Browning your butter

  1. Brown your sticks of butter over medium heat (approximately 6-10 minutes). Stir continuously until the butter begins to foam and becomes golden brown. Monitor your butter closely to avoid any burning. Once it smells nutty and becomes amber in color, remove it from the heat source.
  2. Pour your browned butter into a heat-resistant container and set it on the countertop to cool for the next 15-20 minutes while you move ahead with this recipe.

Baking your cookies

  1. Preheat your oven to 350 degrees Fahrenheit and start measuring out all your ingredients besides your brown butter, which should be cooling.
  2. Place old fashioned oats into a food processor or blender and pulse until finely powdered.
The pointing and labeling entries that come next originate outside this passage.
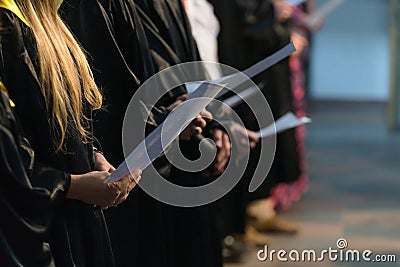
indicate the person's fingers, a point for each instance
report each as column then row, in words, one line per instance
column 182, row 97
column 227, row 145
column 200, row 122
column 217, row 135
column 112, row 169
column 206, row 115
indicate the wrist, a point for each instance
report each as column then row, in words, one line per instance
column 74, row 188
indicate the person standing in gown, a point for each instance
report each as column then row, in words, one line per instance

Set aside in a large bowl.
  3. If using chocolate chunks, roughly chop your bars of chocolate and set aside.
  4. In a large mixing bowl or the bowl of a stand mixer, combine the cooled brown butter, white sugar, brown sugar, vanilla, salt, nutmeg, baking powder, and baking soda. Mix all ingredients together for about 3 minutes. You may need to pause the mixer and scrape down the sides of your bowl halfway through the process to ensure your ingredients are incorporated.
  5. Stop mixing to add your egg and oat flour, and incorporate it all into the dough with a whisk and spatula. 
  6. Stop mixing to add your chocolate and fold it into the dough for another 15-30 seconds.
  7. Scoop golf-ball sized portions of your cookie dough onto ungreased aluminum baking sheets, with about 2 inches between each of them.
  8. Bake cookies for 11-12 minutes. Let cookies cool and firm up on the sheet for 5-10 minutes or until they’re firm enough to handle and transfer to a cooling rack.

Notes

The nutritional values are approximate and can vary based on specific ingredient brands and measurements.